Apache Knox
Perimeter Security

Perimeter security refers to the natural or "constructed" barriers to keep intruders out or captives within the boundaries of our solutions.
It assists in protecting the cluster resources and provides a single access point for all REST and HTTP interactions, simplifying client interaction.
Among its main benefits, we can mention:
- "Hides" specific URLs/ports, acting as a proxy.
- Simplifies authentication of multiple services and UIs.
- Enables SSL termination at the perimeter.
- Facilitates the management of endpoints.

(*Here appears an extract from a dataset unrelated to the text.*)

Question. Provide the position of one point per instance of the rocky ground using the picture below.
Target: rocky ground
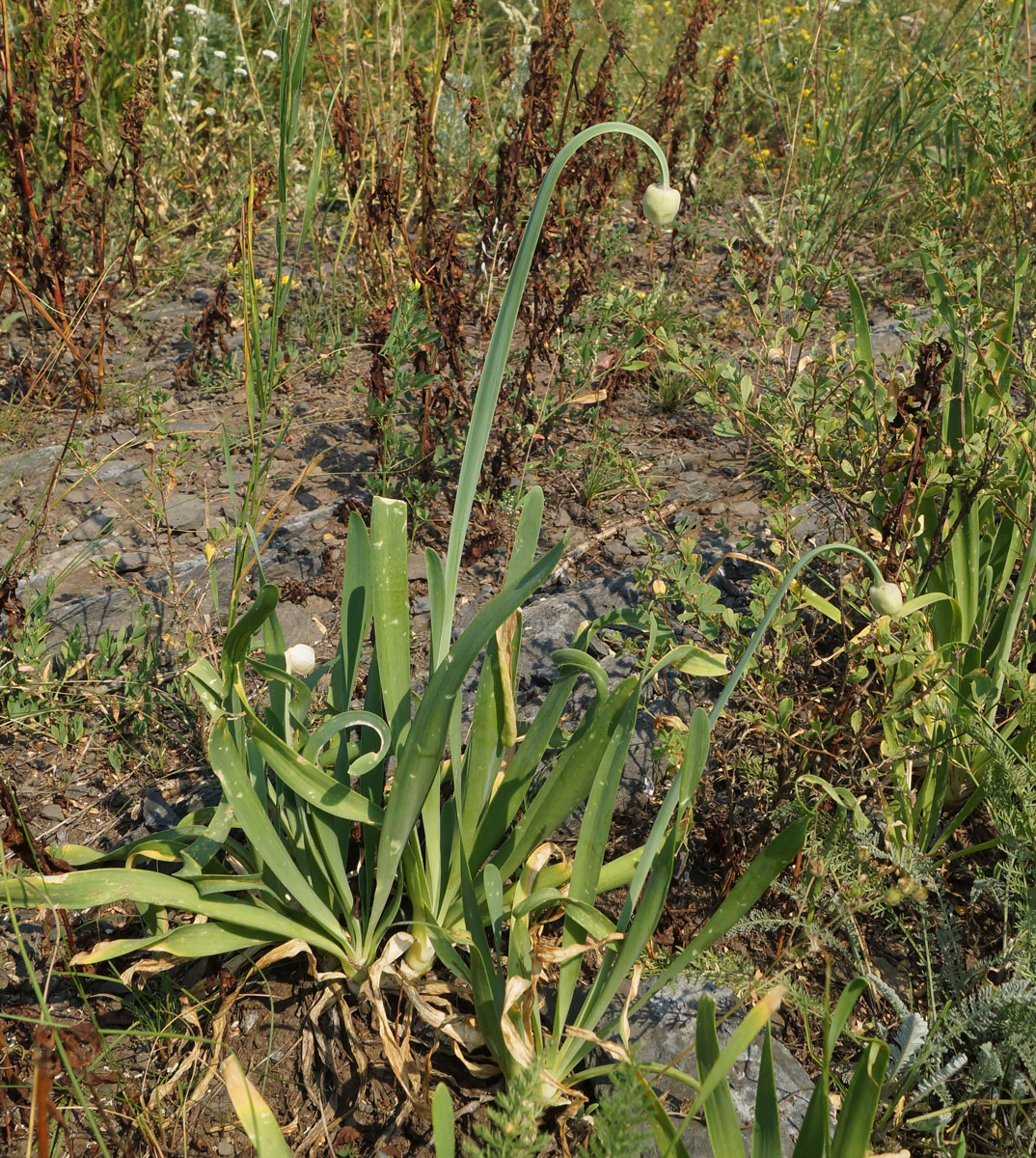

- Provides detailed access logs.
Typical perimeter security includes technologies like proxies, firewalls, intrusion detection systems (IDS), and virtual private network (VPN) servers. A combination of all these provides reinforced security.

Knox Features
Apache Knox acts as a kind of application proxy, within the perimeter layer, where it receives requests intended for another server and acts on behalf of the client to obtain the requested resource.
It is a system created to extend and simplify the reach of Apache Hadoop services to users outside the cluster, without compromising the security of the ecosystem. Designed as a reverse proxy (a server that resides in front of one or more web servers, intercepting client requests with the aim of enhancing security, reliability, and performance).

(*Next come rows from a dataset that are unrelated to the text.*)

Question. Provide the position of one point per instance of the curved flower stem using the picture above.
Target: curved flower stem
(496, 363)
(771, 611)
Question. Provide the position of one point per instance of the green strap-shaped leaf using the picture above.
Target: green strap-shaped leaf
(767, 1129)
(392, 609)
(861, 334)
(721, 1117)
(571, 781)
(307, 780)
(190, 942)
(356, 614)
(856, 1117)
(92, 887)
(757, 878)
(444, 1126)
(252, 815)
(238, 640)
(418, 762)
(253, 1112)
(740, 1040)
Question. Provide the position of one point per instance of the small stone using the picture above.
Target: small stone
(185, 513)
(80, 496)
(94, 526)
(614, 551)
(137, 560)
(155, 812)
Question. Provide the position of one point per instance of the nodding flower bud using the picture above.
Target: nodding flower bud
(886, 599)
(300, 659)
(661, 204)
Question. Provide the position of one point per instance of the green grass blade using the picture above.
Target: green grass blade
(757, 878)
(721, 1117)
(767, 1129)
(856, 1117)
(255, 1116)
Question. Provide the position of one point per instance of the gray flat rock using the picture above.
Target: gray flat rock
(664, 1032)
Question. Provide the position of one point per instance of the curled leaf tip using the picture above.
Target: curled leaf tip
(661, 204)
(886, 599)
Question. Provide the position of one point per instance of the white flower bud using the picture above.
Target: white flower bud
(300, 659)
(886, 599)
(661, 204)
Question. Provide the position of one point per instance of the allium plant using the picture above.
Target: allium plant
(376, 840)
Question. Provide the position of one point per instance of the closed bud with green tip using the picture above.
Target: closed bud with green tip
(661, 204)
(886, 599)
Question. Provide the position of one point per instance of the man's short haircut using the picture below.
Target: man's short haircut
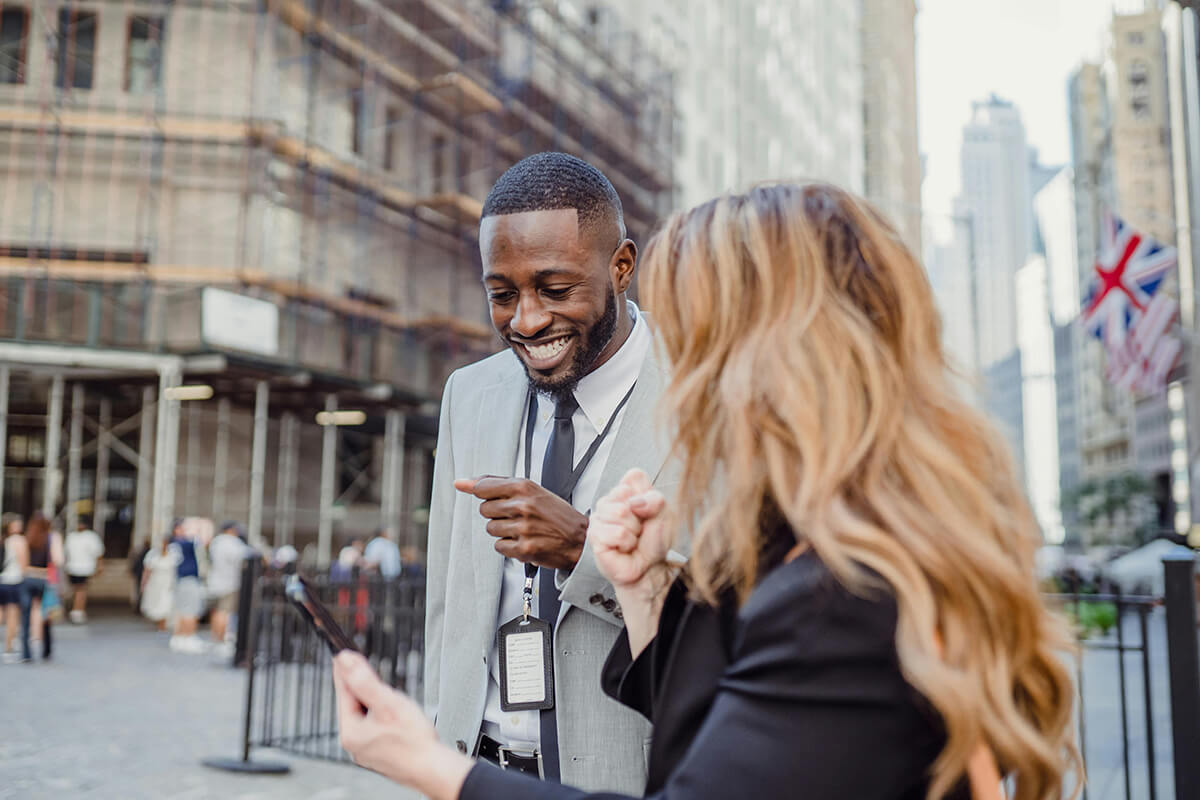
(549, 181)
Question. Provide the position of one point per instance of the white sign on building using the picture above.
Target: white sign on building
(240, 323)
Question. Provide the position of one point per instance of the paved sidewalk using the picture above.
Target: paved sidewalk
(117, 715)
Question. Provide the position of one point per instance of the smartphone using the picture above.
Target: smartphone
(304, 596)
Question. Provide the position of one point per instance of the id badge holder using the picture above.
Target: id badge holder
(527, 666)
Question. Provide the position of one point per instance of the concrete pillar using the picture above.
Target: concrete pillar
(166, 444)
(391, 491)
(221, 462)
(191, 481)
(4, 428)
(258, 463)
(75, 449)
(100, 503)
(328, 468)
(53, 475)
(144, 504)
(286, 491)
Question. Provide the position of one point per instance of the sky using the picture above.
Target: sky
(1023, 50)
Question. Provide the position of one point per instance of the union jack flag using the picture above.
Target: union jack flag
(1121, 307)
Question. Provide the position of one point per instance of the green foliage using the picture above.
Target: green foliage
(1121, 505)
(1091, 618)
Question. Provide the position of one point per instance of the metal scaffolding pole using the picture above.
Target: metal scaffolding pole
(258, 463)
(53, 435)
(328, 464)
(100, 503)
(4, 428)
(144, 504)
(191, 481)
(390, 500)
(221, 463)
(75, 449)
(286, 494)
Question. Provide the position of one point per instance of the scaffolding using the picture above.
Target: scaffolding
(277, 199)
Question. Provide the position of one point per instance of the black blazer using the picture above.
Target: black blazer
(796, 695)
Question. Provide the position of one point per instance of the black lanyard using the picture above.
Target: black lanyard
(576, 474)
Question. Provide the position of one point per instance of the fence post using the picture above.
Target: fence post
(1183, 661)
(247, 630)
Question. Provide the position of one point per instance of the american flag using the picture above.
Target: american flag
(1123, 310)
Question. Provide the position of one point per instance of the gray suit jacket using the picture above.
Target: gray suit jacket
(603, 744)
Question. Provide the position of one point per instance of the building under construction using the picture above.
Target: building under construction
(222, 217)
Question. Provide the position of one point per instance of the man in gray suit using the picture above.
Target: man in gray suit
(528, 440)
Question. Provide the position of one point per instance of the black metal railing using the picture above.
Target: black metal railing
(1139, 725)
(289, 699)
(1111, 631)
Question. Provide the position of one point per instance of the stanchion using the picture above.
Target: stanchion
(247, 651)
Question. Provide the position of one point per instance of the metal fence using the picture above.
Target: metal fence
(1139, 733)
(289, 698)
(1116, 655)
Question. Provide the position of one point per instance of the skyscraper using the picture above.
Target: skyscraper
(996, 196)
(889, 114)
(1104, 414)
(768, 91)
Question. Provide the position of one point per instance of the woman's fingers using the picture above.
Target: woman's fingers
(361, 684)
(648, 505)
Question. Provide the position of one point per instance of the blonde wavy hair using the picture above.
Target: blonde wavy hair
(809, 380)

Apache Knox integrates with identity management and SSO (single sign-on) systems and allows the identity of these systems to be used for access to Hadoop clusters.

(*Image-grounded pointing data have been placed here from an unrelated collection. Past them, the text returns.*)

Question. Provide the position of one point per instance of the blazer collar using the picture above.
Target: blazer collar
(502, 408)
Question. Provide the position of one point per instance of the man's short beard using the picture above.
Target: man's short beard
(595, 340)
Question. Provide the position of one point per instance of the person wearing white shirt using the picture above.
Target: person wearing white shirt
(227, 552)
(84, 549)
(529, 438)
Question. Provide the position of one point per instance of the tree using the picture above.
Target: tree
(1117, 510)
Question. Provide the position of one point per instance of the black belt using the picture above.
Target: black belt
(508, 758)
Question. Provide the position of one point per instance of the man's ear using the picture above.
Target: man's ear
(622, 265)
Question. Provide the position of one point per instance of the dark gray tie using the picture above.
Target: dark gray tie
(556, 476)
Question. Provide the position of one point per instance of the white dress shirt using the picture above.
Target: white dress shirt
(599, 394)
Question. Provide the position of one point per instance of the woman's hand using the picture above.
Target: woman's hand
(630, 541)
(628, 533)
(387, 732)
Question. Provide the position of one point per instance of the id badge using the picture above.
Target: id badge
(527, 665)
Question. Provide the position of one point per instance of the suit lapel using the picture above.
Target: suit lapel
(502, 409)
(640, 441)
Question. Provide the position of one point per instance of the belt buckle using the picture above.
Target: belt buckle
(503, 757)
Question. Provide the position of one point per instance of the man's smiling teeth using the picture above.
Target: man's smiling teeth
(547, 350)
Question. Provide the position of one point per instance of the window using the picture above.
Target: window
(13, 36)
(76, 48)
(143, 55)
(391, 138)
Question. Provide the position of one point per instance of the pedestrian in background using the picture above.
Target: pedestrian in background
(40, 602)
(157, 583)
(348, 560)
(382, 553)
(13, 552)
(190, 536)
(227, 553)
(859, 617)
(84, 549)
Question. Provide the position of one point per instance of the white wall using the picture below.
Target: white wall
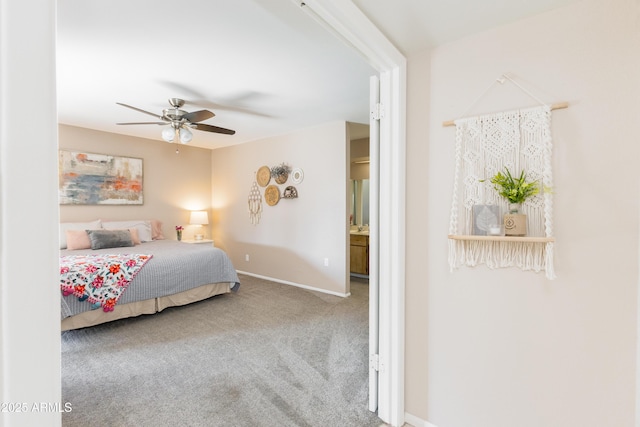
(506, 347)
(29, 316)
(295, 236)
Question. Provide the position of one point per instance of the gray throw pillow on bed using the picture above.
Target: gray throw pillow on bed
(103, 239)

Knox delivers three groups of user-oriented services:
- Proxy Services: Through HTTP resource proxying.
- Authentication Services: Authenticating access to the REST API, as well as WebSSO flow for UIs. LDAP/AD, Header-based PreAuth, Kerberos, SAML, and OAuth are options.
- Client Services: Using scripts via DSL or Knox Shell classes directly as SDK. The interactive script environment KnoxShell combines the interactive Groovy Shell with the Knox Shell SDK Classes for interaction with the data of the deployed Hadoop cluster.
Knox Benefits
The main advantages of the Knox Gateway are:
- Simplified Access: Knox extends the REST/HTTP services of Hadoop by encapsulating Kerberos within the cluster.
- Increased Security: Exposes the REST/HTTP services of Hadoop without revealing network details, providing SSL/TLS out-of-the-box.
Knox will delegate external client requests to the corresponding Hadoop services and, before delegating, provides all security services configured in the cluster:
- Centralized Control: Enforces REST API security "centrally," routing requests to multiple Hadoop clusters.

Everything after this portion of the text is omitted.